Shibal Ibrahim (MIT), Natalia Ponomareva (Google), and Rahul Mazumder (MIT)

Short Paper in NeurIPS'21 Distribution Shifts Workshop.

Full Paper in ECMLPKDD'22.

[Paper][Slides]

Fine-tuning of large pre-trained image and language models on small customized datasets has become increasingly popular for improved prediction and efficient use of limited resources. Fine-tuning requires identification of best models to transfer-learn from and quantifying transferability prevents expensive re-training on all of the candidate models/tasks pairs. In this paper, we show that the statistical problems with covariance estimation drive the poor performance of H-score — a common baseline for newer metrics — and propose shrinkage-based estimator. This results in up to 80% absolute gain in H-score correlation performance, making it competitive with the state-of-the-art LogME measure. Our shrinkage-based H-score is 3x − 10x faster to compute compared to LogME. Additionally, we look into a less common setting of target (as opposed to source) task selection. We demonstrate previously overlooked problems in such settings with different number of labels, class-imbalance ratios etc. for some recent metrics e.g., NCE, LEEP that resulted in them being misrepresented as leading measures. We propose a correction and recommend measuring correlation performance against relative accuracy in such settings. We support our findings with ~164,000 (fine-tuning trials) experiments on both vision models and graph neural networks.

Time Series Forecasting and Network Analysis with Graph Neural Networks (Finance Applications):

Shibal Ibrahim (MIT), Wenyu Chen (MIT), Yada Zhu (IBM), Pin-Yu Chen (IBM), Yang Zhang (IBM), and Rahul Mazumder (MIT)

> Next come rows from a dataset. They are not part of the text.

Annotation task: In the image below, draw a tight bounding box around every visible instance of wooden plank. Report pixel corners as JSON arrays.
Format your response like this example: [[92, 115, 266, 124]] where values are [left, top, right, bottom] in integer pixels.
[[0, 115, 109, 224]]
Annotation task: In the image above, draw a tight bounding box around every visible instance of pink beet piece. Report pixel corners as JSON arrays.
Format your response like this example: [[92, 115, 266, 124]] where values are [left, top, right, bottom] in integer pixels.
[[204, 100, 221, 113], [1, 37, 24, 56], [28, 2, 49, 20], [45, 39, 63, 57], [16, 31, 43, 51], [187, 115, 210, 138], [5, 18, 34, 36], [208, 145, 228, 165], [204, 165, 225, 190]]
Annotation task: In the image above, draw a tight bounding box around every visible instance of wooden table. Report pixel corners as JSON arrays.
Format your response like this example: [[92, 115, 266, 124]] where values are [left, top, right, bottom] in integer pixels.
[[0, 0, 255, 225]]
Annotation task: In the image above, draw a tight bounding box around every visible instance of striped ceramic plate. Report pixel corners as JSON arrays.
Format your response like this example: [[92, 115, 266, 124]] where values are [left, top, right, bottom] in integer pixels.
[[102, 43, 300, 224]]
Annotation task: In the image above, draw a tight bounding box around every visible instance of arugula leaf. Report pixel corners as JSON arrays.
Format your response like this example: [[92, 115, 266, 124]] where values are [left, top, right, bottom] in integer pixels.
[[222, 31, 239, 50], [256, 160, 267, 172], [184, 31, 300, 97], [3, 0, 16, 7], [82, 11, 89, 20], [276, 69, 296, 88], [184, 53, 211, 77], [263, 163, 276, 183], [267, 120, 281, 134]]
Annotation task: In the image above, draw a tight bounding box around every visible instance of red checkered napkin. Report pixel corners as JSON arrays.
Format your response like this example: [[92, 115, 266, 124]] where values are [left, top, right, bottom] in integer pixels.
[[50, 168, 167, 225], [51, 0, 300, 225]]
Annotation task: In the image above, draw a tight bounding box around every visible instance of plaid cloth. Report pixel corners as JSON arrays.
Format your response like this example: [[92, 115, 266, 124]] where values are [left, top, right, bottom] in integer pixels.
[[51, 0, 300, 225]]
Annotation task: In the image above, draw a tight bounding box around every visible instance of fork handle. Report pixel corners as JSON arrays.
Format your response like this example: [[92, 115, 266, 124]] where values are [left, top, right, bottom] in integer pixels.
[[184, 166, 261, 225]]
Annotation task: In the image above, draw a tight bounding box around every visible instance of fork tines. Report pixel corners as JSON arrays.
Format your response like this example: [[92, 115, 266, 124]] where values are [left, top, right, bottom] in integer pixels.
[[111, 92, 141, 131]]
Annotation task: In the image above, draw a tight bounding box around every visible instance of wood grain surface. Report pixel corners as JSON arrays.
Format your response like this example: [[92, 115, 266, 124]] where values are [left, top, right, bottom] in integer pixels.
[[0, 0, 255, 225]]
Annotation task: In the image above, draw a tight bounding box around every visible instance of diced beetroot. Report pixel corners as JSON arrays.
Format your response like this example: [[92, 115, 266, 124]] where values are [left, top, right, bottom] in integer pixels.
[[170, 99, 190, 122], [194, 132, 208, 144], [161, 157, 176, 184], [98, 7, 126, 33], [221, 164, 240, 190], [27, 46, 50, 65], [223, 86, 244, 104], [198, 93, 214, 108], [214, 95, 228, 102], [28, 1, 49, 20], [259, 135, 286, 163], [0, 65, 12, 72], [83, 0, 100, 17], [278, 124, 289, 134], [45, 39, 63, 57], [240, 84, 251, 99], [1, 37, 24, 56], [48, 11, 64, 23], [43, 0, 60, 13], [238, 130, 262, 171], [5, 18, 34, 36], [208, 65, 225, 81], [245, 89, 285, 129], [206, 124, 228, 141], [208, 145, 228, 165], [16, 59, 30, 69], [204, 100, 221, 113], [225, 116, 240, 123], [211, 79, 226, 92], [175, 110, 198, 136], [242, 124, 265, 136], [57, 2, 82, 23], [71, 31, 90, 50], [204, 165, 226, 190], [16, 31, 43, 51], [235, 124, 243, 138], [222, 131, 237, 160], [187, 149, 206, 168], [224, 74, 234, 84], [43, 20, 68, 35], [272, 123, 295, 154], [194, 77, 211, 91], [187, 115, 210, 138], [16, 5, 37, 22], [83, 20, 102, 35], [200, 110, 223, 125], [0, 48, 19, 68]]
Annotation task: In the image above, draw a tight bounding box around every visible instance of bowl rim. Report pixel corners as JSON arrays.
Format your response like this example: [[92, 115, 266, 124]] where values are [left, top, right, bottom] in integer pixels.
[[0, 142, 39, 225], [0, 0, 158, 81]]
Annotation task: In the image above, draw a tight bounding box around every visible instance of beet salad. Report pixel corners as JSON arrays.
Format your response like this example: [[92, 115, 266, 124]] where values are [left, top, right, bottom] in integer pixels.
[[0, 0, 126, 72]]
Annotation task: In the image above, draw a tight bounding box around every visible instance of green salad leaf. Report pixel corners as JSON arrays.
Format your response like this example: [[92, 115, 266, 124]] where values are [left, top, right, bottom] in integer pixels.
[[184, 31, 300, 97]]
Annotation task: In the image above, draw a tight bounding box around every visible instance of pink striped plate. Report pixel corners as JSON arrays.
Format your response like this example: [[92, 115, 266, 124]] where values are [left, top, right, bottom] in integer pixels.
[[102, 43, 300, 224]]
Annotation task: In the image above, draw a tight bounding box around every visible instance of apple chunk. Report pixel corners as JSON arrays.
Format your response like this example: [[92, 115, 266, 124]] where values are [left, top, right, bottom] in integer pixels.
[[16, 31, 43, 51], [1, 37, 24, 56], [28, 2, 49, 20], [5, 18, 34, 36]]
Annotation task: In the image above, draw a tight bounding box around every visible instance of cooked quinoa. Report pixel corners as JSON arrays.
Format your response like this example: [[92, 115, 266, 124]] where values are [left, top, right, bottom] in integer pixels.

Short Paper in KDD’21 ML in Finance Workshop.

Full Paper in ICAIF'22.

[Paper][Slides][Code

Financial time series forecasting is challenging due to limited sample size, correlated samples, low signal strengths, among others. Additional information with knowledge graphs (KGs) can allow for improved prediction and decision making. In this work, we explore a framework GregNets for jointly learning forecasting models and correlations structures that exploit graph connectivity from KGs. We propose novel regularizers based on KG relations to guide estimation of correlation structure. We develop a pseudo-likelihood layer that can learn the error residual structure for any multivariate time-series forecasting architecture in deep learning APIs (e.g. Tensorflow). We evaluate our modeling and algorithmic proposals in small sample regimes in real-world financial markets with two types of KGs. Our empirical results demonstrate sparser connectivity structures, runtime improvements and high-quality predictions.

Shibal Ibrahim (MIT), Max Tell (MIT), and Rahul Mazumder (MIT)

Short Paper in KDD’22 Time Series Workshop.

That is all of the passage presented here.